In sum, given (1) the complex nature of Humphrey’s purported back injury; (2) the combination of medical ailments unrelated to his 2001 back injury that were identified by Dr. Gaston as contributing to Humphrey’s permanent disability; and (3) his prior spinal fusion surgery, we conclude that the task of evaluating whether his “total disability” was caused “solely and directly” by his 2001 back injury—as required by the terms of the policy at issue here—is not within the general experience and common sense of a layman.  Cf. Garza, 293 S.W.3d at 632–33; Tex. Employers’ Ins. Ass’n v. Ramirez, 770 S.W.2d 896, 900 (Tex.

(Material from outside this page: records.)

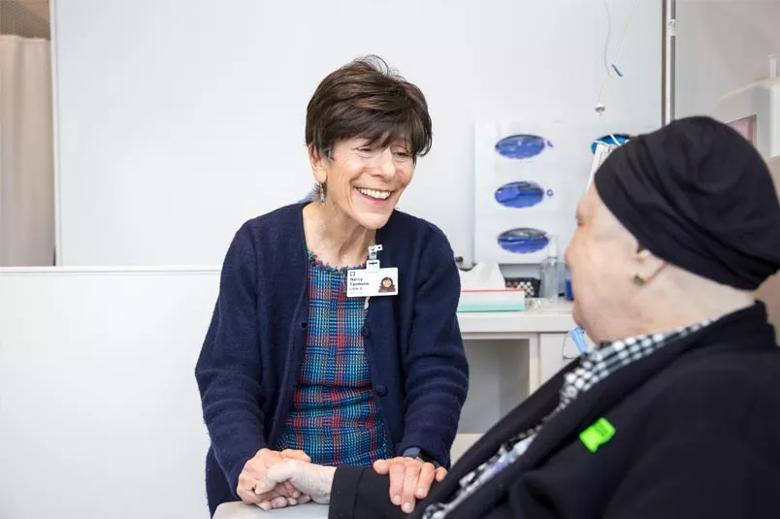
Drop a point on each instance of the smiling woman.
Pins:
(299, 361)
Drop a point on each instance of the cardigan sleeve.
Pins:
(435, 364)
(228, 370)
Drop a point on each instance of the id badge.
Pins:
(372, 282)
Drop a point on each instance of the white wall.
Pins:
(722, 45)
(178, 120)
(99, 410)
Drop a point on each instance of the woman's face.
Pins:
(600, 259)
(364, 182)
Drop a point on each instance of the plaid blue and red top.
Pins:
(334, 417)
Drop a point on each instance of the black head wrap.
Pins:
(698, 195)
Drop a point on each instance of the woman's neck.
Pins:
(336, 239)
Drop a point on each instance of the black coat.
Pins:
(697, 435)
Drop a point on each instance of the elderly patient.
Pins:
(677, 412)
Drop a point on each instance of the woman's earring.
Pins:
(321, 191)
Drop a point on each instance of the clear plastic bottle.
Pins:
(551, 272)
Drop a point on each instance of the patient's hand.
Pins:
(410, 479)
(312, 480)
(253, 487)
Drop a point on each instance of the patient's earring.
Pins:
(321, 191)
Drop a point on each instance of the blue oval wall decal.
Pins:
(612, 139)
(522, 146)
(519, 194)
(523, 240)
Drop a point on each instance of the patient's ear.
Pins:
(318, 161)
(647, 264)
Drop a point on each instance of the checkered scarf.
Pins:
(594, 367)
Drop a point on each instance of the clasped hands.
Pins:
(276, 479)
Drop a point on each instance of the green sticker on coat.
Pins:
(597, 434)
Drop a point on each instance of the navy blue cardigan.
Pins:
(249, 365)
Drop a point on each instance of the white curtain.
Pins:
(26, 163)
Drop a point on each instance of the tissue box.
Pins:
(492, 300)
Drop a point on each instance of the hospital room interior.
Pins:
(368, 260)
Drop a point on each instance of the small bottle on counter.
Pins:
(551, 272)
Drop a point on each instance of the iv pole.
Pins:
(669, 33)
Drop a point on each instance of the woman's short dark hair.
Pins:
(365, 98)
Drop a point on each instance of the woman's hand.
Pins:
(410, 479)
(314, 481)
(255, 488)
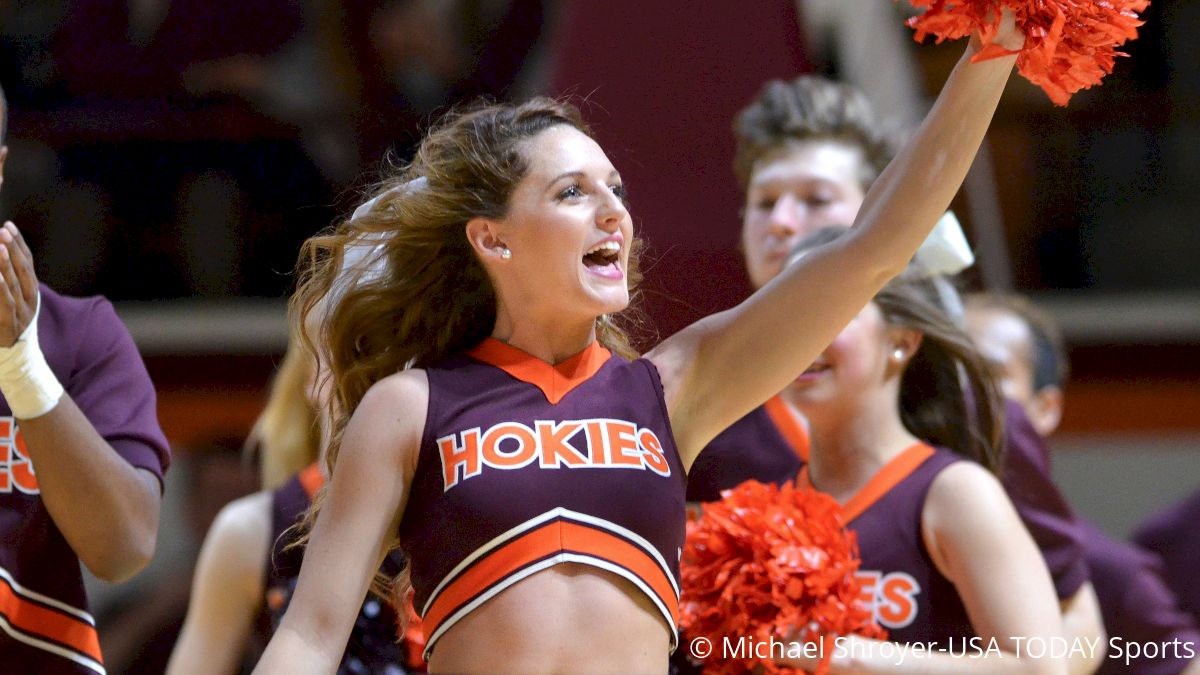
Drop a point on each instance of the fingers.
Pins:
(10, 322)
(24, 266)
(23, 294)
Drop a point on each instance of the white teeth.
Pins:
(604, 246)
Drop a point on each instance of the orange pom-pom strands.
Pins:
(765, 565)
(1069, 45)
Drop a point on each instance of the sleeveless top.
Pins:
(901, 584)
(525, 465)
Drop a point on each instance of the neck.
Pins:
(551, 339)
(850, 447)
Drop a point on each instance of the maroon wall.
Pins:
(663, 82)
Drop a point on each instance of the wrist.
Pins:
(27, 381)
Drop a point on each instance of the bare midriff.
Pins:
(569, 617)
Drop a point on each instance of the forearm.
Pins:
(106, 508)
(921, 181)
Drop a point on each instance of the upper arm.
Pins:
(109, 382)
(227, 589)
(978, 543)
(359, 515)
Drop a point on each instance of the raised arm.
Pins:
(106, 507)
(227, 590)
(359, 518)
(723, 366)
(975, 537)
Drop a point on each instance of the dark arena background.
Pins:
(173, 154)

App.—Corpus Christi 1989, writ denied) (“We agree that in cases in which a layman would not, from his common knowledge, understand a causal connection between the employment or injury and the medical condition, expert testimony may be required.”).  We therefore agree with the trial court that expert testimony was necessary under the facts of this case to establish a causal link between Humphrey’s 2001 back injury and his disability.[3]  Because he provided no such expert testimony, he failed to produce at least a scintilla of evidence as to a necessary element of his cause of action.  See Walker, 203 S.W.3d at 473–74.

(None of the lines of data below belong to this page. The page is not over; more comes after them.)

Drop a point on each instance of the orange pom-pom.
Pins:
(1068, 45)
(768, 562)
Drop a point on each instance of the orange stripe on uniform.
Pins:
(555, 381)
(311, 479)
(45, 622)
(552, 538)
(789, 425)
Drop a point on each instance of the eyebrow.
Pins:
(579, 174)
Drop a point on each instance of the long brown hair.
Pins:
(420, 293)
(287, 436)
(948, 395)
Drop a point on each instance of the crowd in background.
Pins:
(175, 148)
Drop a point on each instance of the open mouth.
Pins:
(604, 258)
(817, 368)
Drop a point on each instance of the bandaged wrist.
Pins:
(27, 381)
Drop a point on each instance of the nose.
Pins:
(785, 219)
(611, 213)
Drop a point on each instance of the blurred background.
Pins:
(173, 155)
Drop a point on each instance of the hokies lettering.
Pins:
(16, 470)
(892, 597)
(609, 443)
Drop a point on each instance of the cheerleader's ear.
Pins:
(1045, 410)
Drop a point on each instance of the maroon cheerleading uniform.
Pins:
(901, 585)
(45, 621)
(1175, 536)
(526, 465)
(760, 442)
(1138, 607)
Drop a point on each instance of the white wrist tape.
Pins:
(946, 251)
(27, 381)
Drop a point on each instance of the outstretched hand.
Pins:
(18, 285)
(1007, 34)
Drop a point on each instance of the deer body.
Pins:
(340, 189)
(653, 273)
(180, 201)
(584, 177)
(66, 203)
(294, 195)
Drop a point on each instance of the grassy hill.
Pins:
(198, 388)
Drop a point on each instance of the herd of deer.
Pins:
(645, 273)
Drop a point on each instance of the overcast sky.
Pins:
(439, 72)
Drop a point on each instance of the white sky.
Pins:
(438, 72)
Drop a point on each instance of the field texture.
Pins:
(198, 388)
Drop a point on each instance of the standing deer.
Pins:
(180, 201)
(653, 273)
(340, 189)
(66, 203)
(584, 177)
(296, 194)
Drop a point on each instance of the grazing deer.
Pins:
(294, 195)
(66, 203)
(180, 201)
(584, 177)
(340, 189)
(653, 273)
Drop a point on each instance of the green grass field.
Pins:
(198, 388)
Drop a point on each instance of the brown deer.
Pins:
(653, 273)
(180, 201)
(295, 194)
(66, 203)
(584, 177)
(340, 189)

We hold the trial court did not err by granting summary judgment in favor of AIG.  Accordingly, we overrule Humphrey’s first issue.  Likewise, we overrule Humphrey’s fourth issue.  The trial court did not abuse its discretion by denying Humphrey’s motion for new trial because summary judgment was proper in this case.[4]

III.  Conclusion

We conclude that the trial court properly granted summary judgment in favor of AIG on Humphrey’s claims.  Having overruled his four issues, we affirm the trial court’s order granting AIG’s motion for summary judgment.

 

                                                                                   

                                                                        /s/        Kent C. Sullivan

                                                                                    Justice

 

Panel consists of Chief Justice Hedges and Justices Seymore and Sullivan.

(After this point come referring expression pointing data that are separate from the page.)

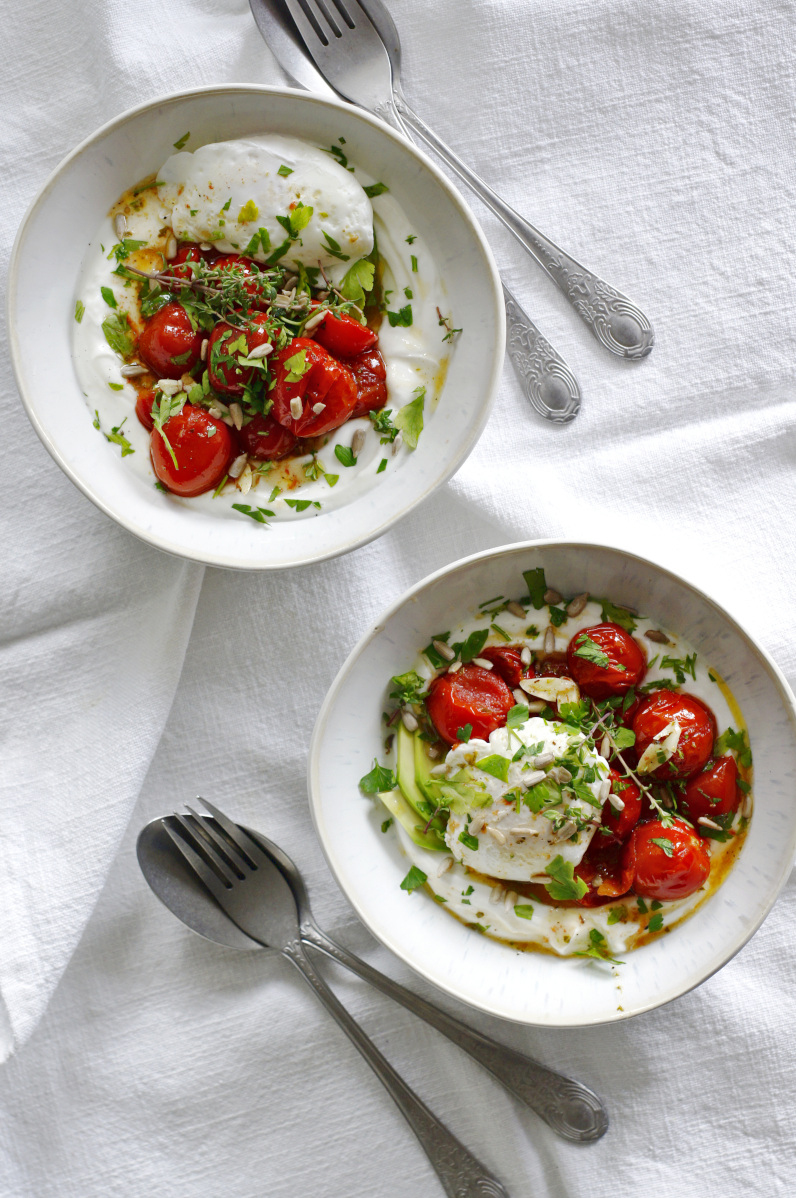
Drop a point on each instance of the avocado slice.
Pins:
(406, 817)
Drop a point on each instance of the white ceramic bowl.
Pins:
(78, 195)
(532, 987)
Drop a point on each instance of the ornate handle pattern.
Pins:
(571, 1108)
(616, 322)
(462, 1174)
(547, 380)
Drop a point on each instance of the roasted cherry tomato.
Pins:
(625, 665)
(343, 336)
(225, 345)
(203, 447)
(266, 440)
(507, 663)
(371, 374)
(187, 252)
(305, 371)
(604, 871)
(697, 731)
(471, 695)
(169, 345)
(257, 286)
(144, 409)
(669, 863)
(621, 823)
(715, 792)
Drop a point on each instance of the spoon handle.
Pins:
(570, 1107)
(460, 1173)
(616, 322)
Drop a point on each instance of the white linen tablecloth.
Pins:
(655, 141)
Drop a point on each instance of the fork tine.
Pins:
(205, 827)
(198, 865)
(309, 29)
(236, 834)
(206, 848)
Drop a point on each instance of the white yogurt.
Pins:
(492, 905)
(415, 356)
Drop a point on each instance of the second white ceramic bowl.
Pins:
(41, 306)
(531, 987)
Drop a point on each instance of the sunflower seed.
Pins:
(315, 320)
(236, 469)
(168, 386)
(444, 649)
(578, 604)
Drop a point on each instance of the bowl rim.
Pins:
(313, 779)
(152, 537)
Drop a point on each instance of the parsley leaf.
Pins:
(409, 418)
(414, 879)
(590, 651)
(564, 887)
(379, 779)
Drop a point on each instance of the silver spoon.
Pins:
(548, 382)
(571, 1108)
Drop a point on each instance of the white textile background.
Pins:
(655, 141)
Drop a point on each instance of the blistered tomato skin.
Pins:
(343, 336)
(670, 863)
(715, 792)
(201, 454)
(169, 336)
(507, 663)
(371, 374)
(265, 440)
(621, 823)
(471, 695)
(626, 661)
(321, 381)
(697, 731)
(225, 374)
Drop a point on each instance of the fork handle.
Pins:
(616, 322)
(570, 1107)
(460, 1173)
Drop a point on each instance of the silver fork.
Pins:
(353, 58)
(253, 893)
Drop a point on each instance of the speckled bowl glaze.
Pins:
(79, 194)
(532, 987)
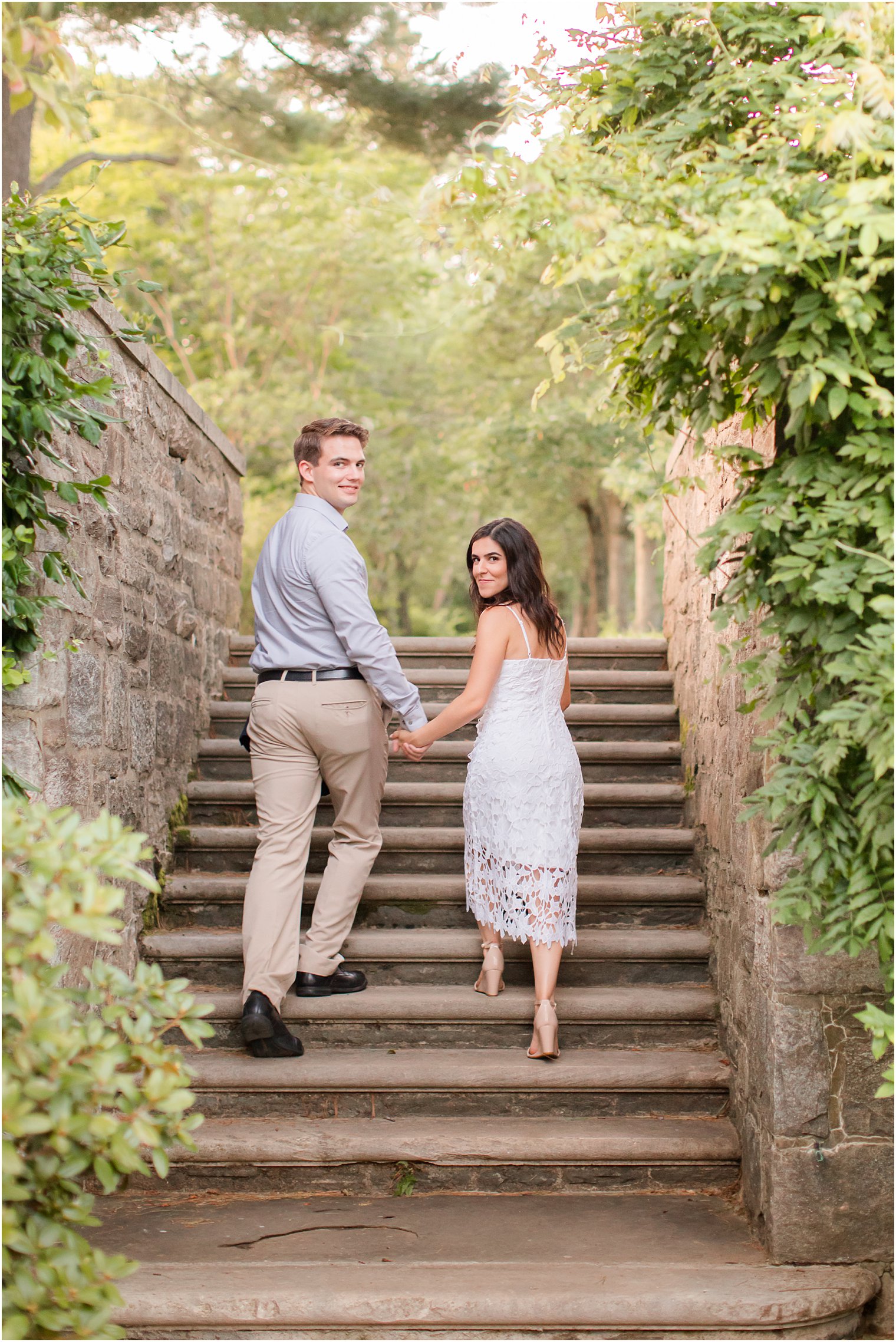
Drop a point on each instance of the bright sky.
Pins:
(467, 34)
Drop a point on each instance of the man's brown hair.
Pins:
(308, 444)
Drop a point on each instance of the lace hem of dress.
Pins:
(518, 901)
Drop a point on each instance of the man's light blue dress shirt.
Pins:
(313, 611)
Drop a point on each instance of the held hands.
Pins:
(406, 743)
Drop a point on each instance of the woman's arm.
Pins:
(493, 637)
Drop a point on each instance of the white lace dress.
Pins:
(523, 807)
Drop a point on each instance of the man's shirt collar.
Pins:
(321, 506)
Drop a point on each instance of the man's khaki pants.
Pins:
(301, 732)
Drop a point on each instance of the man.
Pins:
(327, 669)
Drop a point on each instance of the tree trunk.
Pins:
(404, 575)
(614, 524)
(595, 569)
(645, 604)
(17, 144)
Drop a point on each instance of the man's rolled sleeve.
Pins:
(341, 582)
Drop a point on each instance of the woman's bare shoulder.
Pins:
(494, 618)
(494, 624)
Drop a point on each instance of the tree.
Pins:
(354, 55)
(724, 187)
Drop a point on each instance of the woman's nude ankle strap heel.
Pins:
(490, 980)
(545, 1031)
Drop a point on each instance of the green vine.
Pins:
(52, 383)
(726, 187)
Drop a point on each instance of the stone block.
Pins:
(22, 749)
(116, 710)
(67, 783)
(143, 732)
(136, 642)
(831, 1205)
(797, 971)
(166, 730)
(796, 1040)
(85, 700)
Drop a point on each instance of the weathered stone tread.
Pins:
(395, 1298)
(452, 1003)
(444, 944)
(589, 752)
(460, 1141)
(446, 889)
(408, 793)
(485, 1070)
(429, 837)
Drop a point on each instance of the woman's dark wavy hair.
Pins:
(526, 582)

[1] Humphrey’s medical expenses were also covered by AIG under the policy. 

[2] AIG filed an original no-evidence summary judgment motion and a combined response to Humphrey’s motion for partial summary judgment and “first amended counter-motion for summary judgment.”  Although only the first motion was titled, “Motion for No-Evidence Summary Judgment,” both clearly argue there is no evidence AIG breached its contract because no coverage was owed to Humphrey. 

[3] We note that the insurance provision at issue in this case—that an insured must provide “due proof” that his disability resulted “solely and directly” from his on-the-job injury—requires proof of causation particularly rigorous relative to coverage available through other types of insurance, such as worker’s compensation insurance.  Cf. Ins. Co. of N. Am. v. Myers, 411 S.W.2d 710, 712–13 (Tex. 1966) (“Workmen compensation benefits are recoverable notwithstanding such [pre-existing] condition if there was shown a causal relation between the injury and death, i.e., the . . . injury . . . was a contributing or producing cause of death.” (emphasis added)); State Office of Risk Mgmt. v. Escalante, 162 S.W.3d 619, 623 (Tex. App.—El Paso 2005, pet. dism’d) (noting in worker’s compensation case that jury determined work-related injury was “producing cause” of disability); Tex. Workers’ Comp. Ins. Fund. v. Simon, 980 S.W.2d 730, 736 (Tex. App.—San Antonio 1998, no pet.) (explaining in a worker’s compensation case that employment must be a “producing cause” of the injury; thus, even if there are other causes for the injury, the employment need only be “a” cause). 

[4] As noted above, the trial court also concluded that, because Humphrey did not establish coverage under the policy, his extra-contractual claims failed as well.  See, e.g., Tivoli Corp. v. Jewelers Mut. Ins. Co., 932 S.W.2d 704, 712 (Tex. App.—San Antonio 1996, writ denied) (holding that extra-contractual claims fail if denial of claim is appropriate).  Humphrey has not appealed this ruling.